Macs in Chemistry

Insanely great science

Backing Up Data Offsite

Whilst I have an external hard drive for backups I used to use my dotMac account as my off site backup but with its closure I had to look for alternatives. I thought it might be useful to summarise my findings.

Backups are one of those things that seem pretty mundane until you really need the backup, and it always seems to occur at the most inconvenient time.

There are a couple of reasons why you may want a copy of a particular file, firstly to restore a file that has become lost or damaged, or perhaps you might need to keep a copy for potential regulatory inspection at some later date. In the later case it may well be very important to ensure all the appropriate meta data is also captured and stored appropriately. Fortunately there is an application you can use to check the veracity of the backup. Backup Bouncer is a command-line-based test suite that makes it easy to find out how good or bad your backup software is. It aims to be a comprehensive test for preservation of all OS X file metadata. The results of testing a selection of popular backup software options by Haystack software are shown below.

Arq Passes all tests

Backblaze Failed 19 of 20 tests

Carbonite Failed 20 of 20 tests

CrashPlan Failed 1 of 20 tests

Dropbox Failed 19 of 20 tests

Jungle Disk Passes all tests

Mozy Failed 16 of 20 tests

Arq

Arq is a true Mac software application written in Objective-C and so has the familiar look and feel. It uses Amazon Web Services for storage and Arq can back up to either Amazon S3 (Simple Storage Service) or Amazon Glacier. Amazon Glacier is very low priced storage but it is optimised for data that is infrequently accessed. Initiating retrieval from Glacier typically takes 3-5 hours, and Amazon charges for retrieving large amounts of data from Glacier. Encryption uses uses AES256/CBC using your key before the files leave your computer. All encryption is done before your data leave your computer (not using Amazon's "server-side encryption").

Interestingly, to avoid any potential concerns that you might feel “locked in” to a proprietary software package they have provided an open source arq restore tool, arq_restore.

This command-line utility is a key part of giving you full control of your backups. You control your backup data (it’s in your own S3 account) and you have the means to easily restore from it in the future without depending on Haystack Software.

Backblaze

Backblaze looks to be a very simple system to manage in that it basically backs up everything, except the operating system and applications folder. However Backblaze is not an archival system since it simply mirrors your hard drive.
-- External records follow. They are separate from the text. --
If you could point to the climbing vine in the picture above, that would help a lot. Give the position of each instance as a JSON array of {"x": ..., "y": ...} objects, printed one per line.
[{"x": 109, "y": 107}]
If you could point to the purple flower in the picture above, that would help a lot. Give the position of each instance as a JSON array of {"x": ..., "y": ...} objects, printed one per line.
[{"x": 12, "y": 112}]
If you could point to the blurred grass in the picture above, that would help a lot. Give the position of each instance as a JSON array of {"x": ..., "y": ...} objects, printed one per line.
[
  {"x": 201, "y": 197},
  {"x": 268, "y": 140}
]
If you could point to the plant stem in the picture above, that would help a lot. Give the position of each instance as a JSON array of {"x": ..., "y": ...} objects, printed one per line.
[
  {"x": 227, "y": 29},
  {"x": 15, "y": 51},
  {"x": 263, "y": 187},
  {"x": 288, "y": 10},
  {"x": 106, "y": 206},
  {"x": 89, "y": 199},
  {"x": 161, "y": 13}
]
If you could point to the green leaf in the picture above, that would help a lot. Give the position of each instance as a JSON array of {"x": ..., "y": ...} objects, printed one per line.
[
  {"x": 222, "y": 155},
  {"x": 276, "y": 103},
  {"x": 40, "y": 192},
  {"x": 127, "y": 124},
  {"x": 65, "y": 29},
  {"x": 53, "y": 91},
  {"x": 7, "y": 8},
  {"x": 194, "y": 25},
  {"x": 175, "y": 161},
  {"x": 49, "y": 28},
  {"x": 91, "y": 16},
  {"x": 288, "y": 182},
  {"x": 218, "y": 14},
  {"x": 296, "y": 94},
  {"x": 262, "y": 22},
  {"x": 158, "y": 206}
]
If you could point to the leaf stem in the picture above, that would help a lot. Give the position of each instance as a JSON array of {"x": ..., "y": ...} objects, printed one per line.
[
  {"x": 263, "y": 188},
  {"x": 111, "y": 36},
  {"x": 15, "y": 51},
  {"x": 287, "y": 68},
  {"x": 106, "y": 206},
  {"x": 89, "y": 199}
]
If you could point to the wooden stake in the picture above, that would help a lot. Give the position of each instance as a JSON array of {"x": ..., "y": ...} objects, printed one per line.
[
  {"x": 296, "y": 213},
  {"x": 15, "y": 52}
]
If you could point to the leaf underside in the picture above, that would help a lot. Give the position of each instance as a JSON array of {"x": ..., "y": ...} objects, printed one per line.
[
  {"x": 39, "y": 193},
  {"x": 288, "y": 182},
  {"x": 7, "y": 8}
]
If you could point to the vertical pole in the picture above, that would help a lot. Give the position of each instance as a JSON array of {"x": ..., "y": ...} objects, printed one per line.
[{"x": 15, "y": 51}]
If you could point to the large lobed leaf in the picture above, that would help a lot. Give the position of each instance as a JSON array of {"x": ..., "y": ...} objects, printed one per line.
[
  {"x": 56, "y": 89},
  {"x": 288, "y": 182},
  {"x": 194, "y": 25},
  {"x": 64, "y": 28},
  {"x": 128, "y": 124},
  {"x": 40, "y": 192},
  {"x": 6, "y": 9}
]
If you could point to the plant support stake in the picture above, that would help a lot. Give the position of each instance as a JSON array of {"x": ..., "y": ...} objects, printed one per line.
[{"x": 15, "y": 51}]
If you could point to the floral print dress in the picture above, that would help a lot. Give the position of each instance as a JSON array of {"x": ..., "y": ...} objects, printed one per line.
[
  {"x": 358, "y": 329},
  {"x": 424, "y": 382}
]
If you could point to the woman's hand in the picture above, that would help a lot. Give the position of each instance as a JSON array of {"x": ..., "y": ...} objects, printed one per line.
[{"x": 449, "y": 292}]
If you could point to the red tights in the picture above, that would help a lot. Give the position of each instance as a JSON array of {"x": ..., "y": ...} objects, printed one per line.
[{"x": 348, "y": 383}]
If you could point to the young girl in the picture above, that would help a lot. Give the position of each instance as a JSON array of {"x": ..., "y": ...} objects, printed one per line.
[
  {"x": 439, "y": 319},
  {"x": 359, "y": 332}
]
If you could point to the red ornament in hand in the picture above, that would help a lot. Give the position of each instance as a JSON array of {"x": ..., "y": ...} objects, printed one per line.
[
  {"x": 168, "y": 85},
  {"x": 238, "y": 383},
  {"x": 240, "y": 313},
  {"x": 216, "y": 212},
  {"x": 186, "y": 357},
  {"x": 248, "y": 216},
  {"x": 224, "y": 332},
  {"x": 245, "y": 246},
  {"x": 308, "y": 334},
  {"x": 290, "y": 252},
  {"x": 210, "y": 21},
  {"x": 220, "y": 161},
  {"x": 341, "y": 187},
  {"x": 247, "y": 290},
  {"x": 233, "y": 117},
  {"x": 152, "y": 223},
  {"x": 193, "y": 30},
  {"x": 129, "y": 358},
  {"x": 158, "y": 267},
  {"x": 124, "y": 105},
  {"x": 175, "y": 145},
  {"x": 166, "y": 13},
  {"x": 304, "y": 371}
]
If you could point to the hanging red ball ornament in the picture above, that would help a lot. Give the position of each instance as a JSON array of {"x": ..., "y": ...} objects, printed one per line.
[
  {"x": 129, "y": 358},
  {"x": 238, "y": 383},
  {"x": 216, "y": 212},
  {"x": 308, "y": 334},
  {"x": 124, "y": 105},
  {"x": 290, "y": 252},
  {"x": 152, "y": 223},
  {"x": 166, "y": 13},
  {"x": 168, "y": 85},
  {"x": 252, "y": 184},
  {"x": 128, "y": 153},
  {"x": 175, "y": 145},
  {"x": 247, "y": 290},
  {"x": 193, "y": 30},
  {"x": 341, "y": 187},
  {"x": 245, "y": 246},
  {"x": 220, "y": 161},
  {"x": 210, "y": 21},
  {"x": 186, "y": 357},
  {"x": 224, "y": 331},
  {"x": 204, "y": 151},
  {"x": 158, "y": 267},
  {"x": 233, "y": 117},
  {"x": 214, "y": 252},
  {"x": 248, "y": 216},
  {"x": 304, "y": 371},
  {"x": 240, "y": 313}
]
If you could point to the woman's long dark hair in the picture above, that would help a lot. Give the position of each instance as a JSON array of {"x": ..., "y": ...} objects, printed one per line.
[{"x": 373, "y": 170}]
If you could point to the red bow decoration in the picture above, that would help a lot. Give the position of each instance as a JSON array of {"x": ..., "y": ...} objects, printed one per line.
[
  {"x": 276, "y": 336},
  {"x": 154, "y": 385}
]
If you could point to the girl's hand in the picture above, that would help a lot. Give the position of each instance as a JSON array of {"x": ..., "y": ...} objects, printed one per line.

Backblaze will keep versions of a file that changes for up to 30 days. However, Backblaze is not designed as an additional storage system when you run out of space. Backblaze mirrors your drive. If you delete your data, it will be deleted from Backblaze after 30 days.

This also applies to external drives, if they are not plugged in for 30 days then the backup is deleted.

CrashPlan

CrashPlan offer a variety of backup plans, using both local hardware and cloud based recovery. They have public cloud support, PROe Cloud backup provides a secure, scalable offsite backup solution with low IT management overhead or hardware investment. Secures information before transmission with 448-bit encryption. On the Mac the software is Java based.

Dropbox for Teams

I suspect many people use dropbox to share personal files, but Dropbox for Teams is intended for business users, it uses the Amazon S3 service used to store the Dropbox data. You can apply additional encryption with third-party applications before placing files in Dropbox, giving you added control over the security.

Jungle Disk

Jungle Disk provides backup, sync, and access data between teams of 2-100. Powered by storage options from cloud Rackspace and Amazon. Jungle Disk encrypts user data with AES-256 encryption

Mozy

Mozy provide a variety of different backup schemes from Personal to Enterprise with support for desktop and mobile devices. They offer both Mozy and custom encryption and you can order a Data Shuttle device from Mozy, they overnight it to you, and you do the initial backup to the shuttle device. Put it back in the box and ship it to their data center and you've skipped the initial upload over the wire, this sounds very useful if you have a large initial backup.

Where to Store?

The next question is where to store the backup? An external hard drive or Time Machine capsule may be convenient but they only work when you are in the office and in the event of a fire or burglary it is likely you would lose both the computer and the backup. Using multiple external hard drives, with one stored offsite is an option but the logistics can be a bit of a pain.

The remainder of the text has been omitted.